Healthy eating, in keeping with the American Cancer Society Guidelines, together with physical activity will help you get to or maintain a healthful weight. A healthful weight helps to limit blood levels of several hormones that contribute to tumor growth.

Diet guidelines

Eat five or more servings of a variety of vegetables and fruits each day. Plant foods contain phytochemicals, which have been found to slow down cancer cell growth, lower hormone levels that can trigger prostate cancer and inhibit enzymes that cause cancer.

Choose whole grains rather than processed (refined) grains and sugars.

Limit consumption of red meats, especially those high in fat and processed. Foods rich in Omega-3 fatty acids may also help fight cancer cell growth. Include flaxseed and fatty fish like salmon, mackerel, sardines or herring in your eating plan for extra health benefits.

Lifestyle guidelines

Adults: Engage in at least moderate activity for 30 minutes or more on five or more days of the week.
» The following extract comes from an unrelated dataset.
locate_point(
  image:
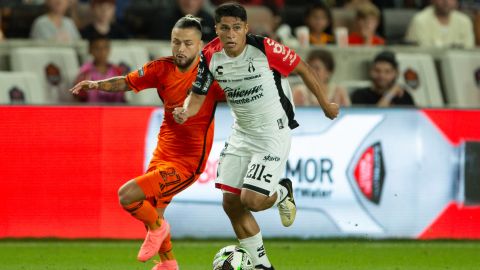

Forty-five minutes or more of moderate to vigorous activity on five or more days per week may further enhance reductions in the risk of breast and colon cancer.

Children and adolescents: Engage in at least 60 minutes per day of moderate to vigorous physical activity at least five days per week.

Weight guidelines

Balance caloric intake with physical activity.

Lose weight if currently overweight or obese.

Alcohol guidelines

People who drink alcohol should limit their intake to no more than two drinks per day for men and one drink per day for women.

A drink is defined as 12 ounces of beer, 5 ounces of wine or 1.5 ounces of 80-proof distilled spirits. Regular consumption of even a few drinks per week is associated with an increased risk of breast cancer in women.

Women at high risk of breast cancer may want to consider not drinking any alcohol.

The best prevention strategy for breast cancer is to lower your risk factors that are modifiable.

Women at all risk levels should limit their use of hormone replacement therapy, keep weight at healthful levels and limit alcohol intake if they drink at all. And be sure to include regular breast screening - it can save your life if you do develop the disease.